Coming out stories are painful. Sometimes hiding ourselves makes us awful. The queer chorus told me that Harper and Abby’s entire relationship isn’t invalidated by one bad weekend and one bad decision. My biggest disappointment is that I didn’t want another movie about coming out. I wanted the first major box-office Christmas movie about a queer couple to be post-queer. It’s a tall order. I enjoyed this movie and I will watch it again. Without pausing it 45 times to talk about past trauma of loving someone who wasn’t ready or telling our families.

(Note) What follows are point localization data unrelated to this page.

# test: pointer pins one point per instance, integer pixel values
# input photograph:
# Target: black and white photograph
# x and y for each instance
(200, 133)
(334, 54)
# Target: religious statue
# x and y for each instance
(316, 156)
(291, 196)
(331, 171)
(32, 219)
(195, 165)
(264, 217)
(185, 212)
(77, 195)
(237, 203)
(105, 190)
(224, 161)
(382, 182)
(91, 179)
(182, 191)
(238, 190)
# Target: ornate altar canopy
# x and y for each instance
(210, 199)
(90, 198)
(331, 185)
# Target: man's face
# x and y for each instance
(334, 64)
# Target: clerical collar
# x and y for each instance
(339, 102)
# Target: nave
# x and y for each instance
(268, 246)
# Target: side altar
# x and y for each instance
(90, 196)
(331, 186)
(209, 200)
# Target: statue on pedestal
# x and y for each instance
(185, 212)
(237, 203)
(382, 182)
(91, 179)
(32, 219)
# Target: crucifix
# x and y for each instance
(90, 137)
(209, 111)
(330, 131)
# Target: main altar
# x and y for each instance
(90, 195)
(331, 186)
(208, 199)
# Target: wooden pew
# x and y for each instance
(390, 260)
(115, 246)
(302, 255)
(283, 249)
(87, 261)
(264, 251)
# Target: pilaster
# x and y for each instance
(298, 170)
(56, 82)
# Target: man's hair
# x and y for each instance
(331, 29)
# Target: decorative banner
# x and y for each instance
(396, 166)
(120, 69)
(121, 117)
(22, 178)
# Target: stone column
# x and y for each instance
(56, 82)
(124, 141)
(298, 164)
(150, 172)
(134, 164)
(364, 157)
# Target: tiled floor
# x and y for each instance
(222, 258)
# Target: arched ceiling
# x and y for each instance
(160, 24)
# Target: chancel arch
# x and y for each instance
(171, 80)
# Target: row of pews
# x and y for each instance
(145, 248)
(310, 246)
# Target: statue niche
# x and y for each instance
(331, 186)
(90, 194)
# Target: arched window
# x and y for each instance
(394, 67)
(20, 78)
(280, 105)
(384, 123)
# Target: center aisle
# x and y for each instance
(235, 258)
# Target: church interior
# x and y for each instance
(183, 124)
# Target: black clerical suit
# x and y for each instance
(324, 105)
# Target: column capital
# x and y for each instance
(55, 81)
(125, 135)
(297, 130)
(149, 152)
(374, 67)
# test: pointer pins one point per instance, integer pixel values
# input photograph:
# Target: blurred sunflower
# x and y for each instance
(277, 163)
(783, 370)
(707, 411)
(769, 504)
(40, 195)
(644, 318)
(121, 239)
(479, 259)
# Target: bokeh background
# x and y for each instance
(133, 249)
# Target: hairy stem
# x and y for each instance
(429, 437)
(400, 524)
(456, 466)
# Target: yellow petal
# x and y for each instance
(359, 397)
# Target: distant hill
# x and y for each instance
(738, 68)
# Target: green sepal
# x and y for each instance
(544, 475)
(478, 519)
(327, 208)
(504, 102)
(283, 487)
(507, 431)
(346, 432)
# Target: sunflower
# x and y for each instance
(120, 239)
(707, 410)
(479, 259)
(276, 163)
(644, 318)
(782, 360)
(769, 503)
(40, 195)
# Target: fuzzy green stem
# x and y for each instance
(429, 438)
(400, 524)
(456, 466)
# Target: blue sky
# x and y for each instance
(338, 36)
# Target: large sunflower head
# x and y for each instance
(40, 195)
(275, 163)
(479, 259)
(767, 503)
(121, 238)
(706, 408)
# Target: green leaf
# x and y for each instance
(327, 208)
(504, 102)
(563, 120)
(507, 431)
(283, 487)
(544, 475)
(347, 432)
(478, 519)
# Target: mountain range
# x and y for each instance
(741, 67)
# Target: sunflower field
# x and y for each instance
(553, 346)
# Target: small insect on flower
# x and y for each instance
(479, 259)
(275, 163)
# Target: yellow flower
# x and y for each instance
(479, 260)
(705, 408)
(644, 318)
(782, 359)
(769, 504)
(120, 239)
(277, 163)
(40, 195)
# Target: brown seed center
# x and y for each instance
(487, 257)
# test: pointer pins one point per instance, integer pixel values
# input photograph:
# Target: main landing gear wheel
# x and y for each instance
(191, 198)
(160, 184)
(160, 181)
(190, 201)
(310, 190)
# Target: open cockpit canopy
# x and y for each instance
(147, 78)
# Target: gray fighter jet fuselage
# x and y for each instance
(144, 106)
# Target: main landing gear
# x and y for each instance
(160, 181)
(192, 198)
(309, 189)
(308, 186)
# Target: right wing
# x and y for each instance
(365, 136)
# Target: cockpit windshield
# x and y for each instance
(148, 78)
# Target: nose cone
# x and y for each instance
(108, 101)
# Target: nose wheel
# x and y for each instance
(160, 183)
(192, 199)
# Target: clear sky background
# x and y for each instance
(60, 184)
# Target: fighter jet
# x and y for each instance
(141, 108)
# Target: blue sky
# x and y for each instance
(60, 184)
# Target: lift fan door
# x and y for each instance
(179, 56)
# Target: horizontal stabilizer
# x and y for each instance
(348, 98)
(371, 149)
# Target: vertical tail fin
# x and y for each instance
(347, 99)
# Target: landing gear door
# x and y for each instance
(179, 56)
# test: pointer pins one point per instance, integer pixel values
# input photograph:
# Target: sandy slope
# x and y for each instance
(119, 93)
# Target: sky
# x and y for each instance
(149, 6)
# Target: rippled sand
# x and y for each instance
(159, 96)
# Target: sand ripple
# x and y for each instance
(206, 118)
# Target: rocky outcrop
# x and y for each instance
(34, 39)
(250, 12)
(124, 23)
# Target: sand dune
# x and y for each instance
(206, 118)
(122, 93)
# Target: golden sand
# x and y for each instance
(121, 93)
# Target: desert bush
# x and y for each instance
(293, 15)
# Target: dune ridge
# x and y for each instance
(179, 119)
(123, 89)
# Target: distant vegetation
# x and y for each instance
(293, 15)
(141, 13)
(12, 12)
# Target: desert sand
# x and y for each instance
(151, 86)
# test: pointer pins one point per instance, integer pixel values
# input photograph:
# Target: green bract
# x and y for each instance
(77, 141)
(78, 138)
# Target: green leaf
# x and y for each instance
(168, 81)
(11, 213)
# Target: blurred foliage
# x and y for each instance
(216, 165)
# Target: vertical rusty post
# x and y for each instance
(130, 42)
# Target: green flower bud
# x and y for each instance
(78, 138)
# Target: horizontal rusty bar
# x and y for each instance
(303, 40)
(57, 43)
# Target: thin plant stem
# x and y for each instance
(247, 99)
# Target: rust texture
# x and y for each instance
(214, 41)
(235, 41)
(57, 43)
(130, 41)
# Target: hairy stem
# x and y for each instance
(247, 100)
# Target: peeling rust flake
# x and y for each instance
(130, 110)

The glimmer of hope in Happiest Season is what I imagine is the voice of Clea Duvall vis-a-vis John. He brings up the patriarchy when KStew wants to ask for her would-be father-in-law’s marital blessing. “I’m not shaming you. I just think you should feel bad about your choices and yourself,” he says at to Kristen Stewart when she makes excuses for Harper. (By the way, Alison, if you are reading this, you should absolutely get that haircut.)
There have been multiple think pieces written about the alternate ending in which KStew ends up with Aubrey Plaza, and they live that baller Dr. and Dr. life. I have held off on reading them until I put my own feelings into words.
If Abby and Riley had ended up together, two women who know what they want and don’t hide it, this would have been a different movie. (See aforementioned PhD-MD life.) It’s hard to choke down Kristen Stewart settling for this after she and Robert Pattinson showed us that true love knows no species. I demand justice for Riley. Yet if this movie is relegated to queer canon, the sequel can only end in a girlfriend-swap and a vampire.